She already had years of experience.

He was surprised to see her out of context, she said, "They found the safehouse, and they found Martin." Henri was sharp enough to recognise the context. "You'd best come in. I'm making coffee. And there is cake."

It was stale, but it was good enough for verisimilitude. Rations were hard to juggle in this time of strife. Food was eaten, regardless of quality. It was only disposed of when it was irredeemable.

They set themselves up for what appeared to be an intimate rendezvous whilst still being reputable about it. Just in case unwelcome visitors came knocking. Henri's apartment was far enough away to have a chance of avoiding the occupier's attention.

Neither of them were willing to take the chance. "So they found Martin. Do they have the list?"

"No. It was the first thing I looked for. I found it, so they can't."

"Leave any trace?"

"None. I put everything else back the way I found it. It's safe, for now."

"You have it," murmured Henri. An obvious conclusion. "I won't ask where. We're next to strangers, and you have no reason to trust me."

The coffee was tired, and the cake was stale. "If the coffee or the cake was fresh, I would trust you less."

"Wise woman. Do you know what they took?"

A car door slamming outside made them flinch. Made them pause. Waiting for the sound of boots on stairs, waiting for the subtle clatter of weapons in occupier hands. Those sounds did not come, but rather the chatter of some occupier soldiers chatting up a woman renting her body.

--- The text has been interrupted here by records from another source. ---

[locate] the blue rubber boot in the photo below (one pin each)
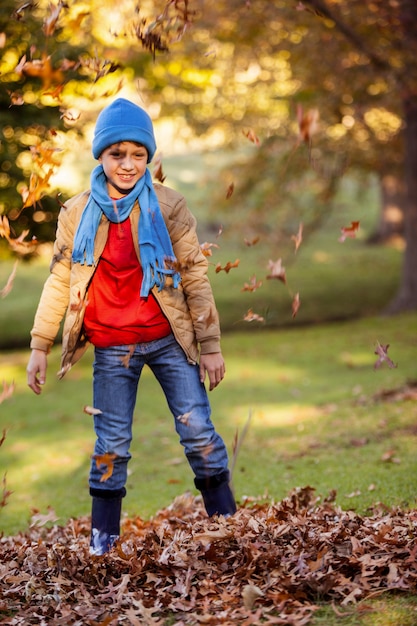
(217, 495)
(105, 519)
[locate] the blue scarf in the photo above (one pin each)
(154, 242)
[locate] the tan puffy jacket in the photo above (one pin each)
(190, 308)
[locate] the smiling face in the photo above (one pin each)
(124, 164)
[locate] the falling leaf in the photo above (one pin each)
(389, 457)
(50, 22)
(40, 68)
(252, 285)
(250, 316)
(80, 303)
(353, 494)
(298, 238)
(238, 441)
(382, 352)
(307, 123)
(349, 231)
(158, 173)
(16, 98)
(230, 191)
(185, 418)
(125, 360)
(295, 304)
(90, 410)
(70, 116)
(9, 284)
(249, 134)
(6, 393)
(209, 318)
(105, 459)
(206, 248)
(229, 265)
(276, 270)
(251, 242)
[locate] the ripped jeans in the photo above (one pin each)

In a handful of minutes' anxious silence, the car drove off.

They could breathe.

"They took plans. I don't know how many. Better to cancel all of them. Regroup. Re-organise." She didn't say retreat. There had to be a way around it. She had the list and they didn't. That was something.

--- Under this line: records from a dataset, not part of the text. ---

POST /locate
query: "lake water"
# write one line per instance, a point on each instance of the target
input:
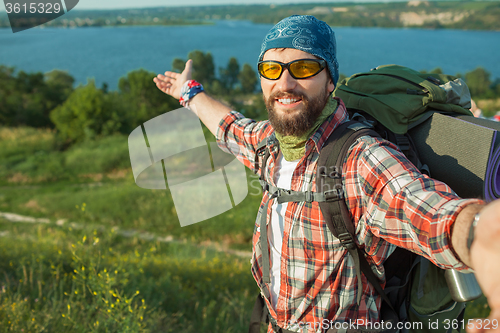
(106, 54)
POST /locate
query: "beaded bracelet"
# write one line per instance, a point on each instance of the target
(189, 89)
(472, 230)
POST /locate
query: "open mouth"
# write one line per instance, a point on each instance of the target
(289, 101)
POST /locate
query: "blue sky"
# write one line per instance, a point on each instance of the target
(110, 4)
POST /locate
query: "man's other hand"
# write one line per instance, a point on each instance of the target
(171, 83)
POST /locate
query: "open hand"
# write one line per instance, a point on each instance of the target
(171, 83)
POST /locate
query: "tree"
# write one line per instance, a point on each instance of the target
(87, 113)
(143, 100)
(59, 87)
(248, 79)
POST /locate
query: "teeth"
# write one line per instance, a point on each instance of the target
(287, 100)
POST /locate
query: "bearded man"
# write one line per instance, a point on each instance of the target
(303, 272)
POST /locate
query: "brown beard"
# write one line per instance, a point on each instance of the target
(299, 122)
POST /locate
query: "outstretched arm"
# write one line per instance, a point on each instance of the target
(209, 110)
(484, 255)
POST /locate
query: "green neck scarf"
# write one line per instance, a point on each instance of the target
(294, 147)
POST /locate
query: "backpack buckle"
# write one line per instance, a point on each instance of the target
(336, 194)
(264, 185)
(335, 173)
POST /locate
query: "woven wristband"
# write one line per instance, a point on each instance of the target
(189, 89)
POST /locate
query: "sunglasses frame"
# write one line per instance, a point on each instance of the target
(284, 66)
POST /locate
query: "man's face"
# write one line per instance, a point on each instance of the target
(294, 105)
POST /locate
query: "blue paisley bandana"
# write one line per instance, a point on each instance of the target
(305, 33)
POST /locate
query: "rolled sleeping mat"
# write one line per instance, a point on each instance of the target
(463, 152)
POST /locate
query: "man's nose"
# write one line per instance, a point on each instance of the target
(286, 82)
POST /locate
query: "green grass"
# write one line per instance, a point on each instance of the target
(57, 279)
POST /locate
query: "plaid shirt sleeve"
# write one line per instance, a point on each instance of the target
(392, 201)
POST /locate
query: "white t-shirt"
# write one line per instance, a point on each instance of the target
(283, 179)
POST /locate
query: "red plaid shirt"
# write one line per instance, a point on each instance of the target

Retreating meant that they won. While Gloria was alive, she would not let them win.

In that moment, Gloria made up her mind. Rebellion cell or not, they would lose if she had anything to do about it. Henri might be a friend. He might be a mole to sabotage the rebellion. A double agent.

She needed a test. "Where do you work?" she said.

"Slaughterhouse," he said. "They don't let us prepare the meat. I'm only there to sweep up and kill the rats."

An idea formed. "You lay baits, don't you?"

"Sure."

"When you see a shipment of meat for the occupiers... do what you can to slip some baits into the meat, or... onto the meat." They were the only ones who got it, these days. People like them hunted other things that the occupiers would never eat. "Don't take risks, just take an opportunity. I... will figure something out."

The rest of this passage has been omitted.